The Token Price That Decided Whether AI Was a Bubble

In early 2022, tokens still felt like ammunition.

You optimized prompts, avoided retries, feared long context, and watched dashboards like a hawk.

By 2026, tokens feel like electricity. Cheap, tiered, predictable, and discounted when reused.

You do not ask "can we afford this prompt?" You ask "which pricing lane should this run in?"

That is a psychological shift. And psychological shifts reshape industries.

2022: GPT-3 pricing breaks the scarcity narrative

In 2022, OpenAI quietly detonated the scarcity myth.

Davinci, once priced at $0.06 per 1K tokens, dropped to $0.02 per 1K. That is a fall from roughly $60 to $20 per million tokens.

That single cut signaled something important: intelligence would not stay premium forever.

Soon after, legacy GPT-3 models were deprecated, and developers were pushed toward davinci-002. Its pricing landed at roughly $1 per million input and $1 per million output.

That was not a discount. That was a reset.

2022–2023: GPT-3.5 Turbo makes AI buildable

GPT-3.5 Turbo changed behavior more than benchmarks ever did.

Launching at roughly $2 per million tokens, it told developers something very explicit: stop conserving tokens, start building systems.

Retries became normal. Prompt chains appeared. RAG stopped being academic and became production.

By late 2023, stable pricing around $0.50 input / $1.50 output per million tokens made agent loops and background reasoning economically boring.

And boring economics is how infrastructure is born.

2023: GPT-4 proves pricing is a menu, not a number

GPT-4 launched expensive on purpose.

At $30 per million input and $60 per million output, it reminded everyone that frontier capability still costs money.

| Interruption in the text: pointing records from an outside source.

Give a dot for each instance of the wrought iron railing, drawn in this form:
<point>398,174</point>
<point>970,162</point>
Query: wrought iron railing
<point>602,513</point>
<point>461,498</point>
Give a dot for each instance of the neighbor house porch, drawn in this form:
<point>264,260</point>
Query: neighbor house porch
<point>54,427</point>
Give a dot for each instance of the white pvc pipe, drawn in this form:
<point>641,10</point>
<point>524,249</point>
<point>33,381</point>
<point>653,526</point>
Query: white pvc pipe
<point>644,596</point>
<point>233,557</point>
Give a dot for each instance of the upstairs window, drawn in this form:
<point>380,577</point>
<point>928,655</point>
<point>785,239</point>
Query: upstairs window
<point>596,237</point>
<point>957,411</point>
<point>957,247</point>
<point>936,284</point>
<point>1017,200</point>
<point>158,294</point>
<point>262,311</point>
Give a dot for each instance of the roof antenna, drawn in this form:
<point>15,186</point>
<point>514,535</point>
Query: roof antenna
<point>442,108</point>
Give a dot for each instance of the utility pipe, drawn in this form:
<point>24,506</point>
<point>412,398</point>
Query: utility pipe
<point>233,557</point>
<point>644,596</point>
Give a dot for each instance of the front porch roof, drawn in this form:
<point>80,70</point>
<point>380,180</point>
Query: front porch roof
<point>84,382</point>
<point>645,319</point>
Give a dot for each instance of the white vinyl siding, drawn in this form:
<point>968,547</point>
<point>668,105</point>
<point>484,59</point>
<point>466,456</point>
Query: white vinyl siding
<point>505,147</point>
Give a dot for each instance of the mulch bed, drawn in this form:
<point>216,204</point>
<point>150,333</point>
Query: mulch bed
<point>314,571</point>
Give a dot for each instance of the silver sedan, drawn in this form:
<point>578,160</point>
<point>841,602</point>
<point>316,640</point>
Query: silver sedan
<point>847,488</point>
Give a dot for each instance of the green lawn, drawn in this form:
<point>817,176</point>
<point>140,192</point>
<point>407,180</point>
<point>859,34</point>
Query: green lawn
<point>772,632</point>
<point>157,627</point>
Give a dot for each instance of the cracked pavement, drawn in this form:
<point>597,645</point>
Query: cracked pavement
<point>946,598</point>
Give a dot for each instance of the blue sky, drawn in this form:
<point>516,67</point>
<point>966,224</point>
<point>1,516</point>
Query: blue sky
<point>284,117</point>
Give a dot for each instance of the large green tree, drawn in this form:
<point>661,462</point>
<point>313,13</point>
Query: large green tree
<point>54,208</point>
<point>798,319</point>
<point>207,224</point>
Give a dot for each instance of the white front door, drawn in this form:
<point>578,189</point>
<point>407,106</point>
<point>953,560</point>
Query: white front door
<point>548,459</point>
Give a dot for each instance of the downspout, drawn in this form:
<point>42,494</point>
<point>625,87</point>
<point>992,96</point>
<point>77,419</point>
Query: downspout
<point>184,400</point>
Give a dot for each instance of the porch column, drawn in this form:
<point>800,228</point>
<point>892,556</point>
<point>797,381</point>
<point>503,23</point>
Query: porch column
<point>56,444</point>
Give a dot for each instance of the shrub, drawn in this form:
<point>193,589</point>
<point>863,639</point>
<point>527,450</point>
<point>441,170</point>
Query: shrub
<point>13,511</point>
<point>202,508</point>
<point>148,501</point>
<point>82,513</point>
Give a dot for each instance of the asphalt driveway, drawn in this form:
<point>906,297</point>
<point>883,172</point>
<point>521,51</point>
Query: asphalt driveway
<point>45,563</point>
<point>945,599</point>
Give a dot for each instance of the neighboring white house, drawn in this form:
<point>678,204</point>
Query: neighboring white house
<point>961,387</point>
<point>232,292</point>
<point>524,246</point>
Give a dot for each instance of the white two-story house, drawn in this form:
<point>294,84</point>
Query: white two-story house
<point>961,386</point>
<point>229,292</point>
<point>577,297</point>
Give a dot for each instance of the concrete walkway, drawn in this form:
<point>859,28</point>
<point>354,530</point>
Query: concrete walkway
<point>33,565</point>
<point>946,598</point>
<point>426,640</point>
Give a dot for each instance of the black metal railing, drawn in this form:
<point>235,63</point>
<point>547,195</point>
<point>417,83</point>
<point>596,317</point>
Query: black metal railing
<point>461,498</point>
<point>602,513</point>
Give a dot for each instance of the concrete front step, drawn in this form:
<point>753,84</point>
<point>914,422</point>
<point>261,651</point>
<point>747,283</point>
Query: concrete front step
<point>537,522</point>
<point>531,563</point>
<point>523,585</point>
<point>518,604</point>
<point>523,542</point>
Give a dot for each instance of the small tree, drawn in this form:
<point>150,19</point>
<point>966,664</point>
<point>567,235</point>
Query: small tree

But then something new appeared: lanes.

Batch pricing cut those numbers in half. Turbo variants expanded context to 128K.

Same intelligence. Different economics.

This is where the industry learned a permanent lesson: cost is not fixed. It is how you run the model.

2024: Claude introduces clean tiered economics

In 2024, Anthropic reframed pricing as product design.

Claude 3 arrived with three clear tiers: Haiku for speed and volume, Sonnet for balance, and Opus for frontier capability. All with large context, all with predictable pricing.

Claude 3.5 Sonnet held a flat $3 input / $15 output per million tokens for months.

That stability mattered. Enterprises do not fear high prices. They fear surprise prices.

2024: GPT-4o turns multimodal into default behavior

GPT-4o was not just a model release. It was an economic statement.

Multimodal reasoning landed at single-digit dollars per million tokens, and pricing diversified aggressively: standard lanes, batch lanes, and cached input discounts.

By 2026, the same GPT-4o request could be "expensive" or "cheap" depending on execution strategy. That is infrastructure thinking, not API thinking.

Then GPT-4o mini landed at $0.15 / $0.60 per million tokens.

At that price, waste is affordable. And waste is how exploration happens.

Late 2024: o1 prices thinking itself

o1 changed what developers pay for.

For the first time, reasoning depth was explicitly metered. You were no longer paying only for text. You were paying for thinking.

Standard pricing stayed high. Batch pricing made it viable.

That duality unlocked large-scale reasoning workloads without bankrupting teams.

This is when AI stopped pretending to be stateless.

2025: GPT-5 turns frontier models into commodities

GPT-5 did something subtle but permanent.

Public pricing still looked premium. But under the hood, Batch and Flex lanes dropped costs to sub-dollar input pricing per million tokens.

GPT-5.2 pricing confirmed it: frontier capability now lives on a curve, not a cliff.

The message was clear. Frontier models are no longer rare. They are tiered resources.

2025–2026: Claude 4.5 and the economics of 1M context

Claude 4.5 made million-token context practical, but not free.

Crossing 200K tokens pushed workloads into premium lanes. Prompt caching softened the blow.

Cache reads dropped costs by an order of magnitude.

This is not generosity. It is incentive design.

Reuse context. Architect memory. Stop brute forcing prompts.

Pricing table: the quiet collapse (2022–2026)

Where the existential fear went

In 2022, AI felt like a weapon because it was scarce.

Scarcity centralizes power. Centralization breeds fear.

In 2026, AI feels like plumbing.

Plumbing does not scare people. It enables them.

The story is no longer "which model wins."

The story is "which pricing mode makes this workflow viable."

That is why agents exploded. That is why long-context systems appeared. That is why retries, memory, and waste became features.

Final thought

The most important breakthroughs in AI did not happen in papers.

They happened in pricing spreadsheets.

When intelligence became cheap enough to waste, systems became possible.

And once systems exist, fear quietly disappears.

This is not the end of the AI story.

It is the point where it became boring enough to matter.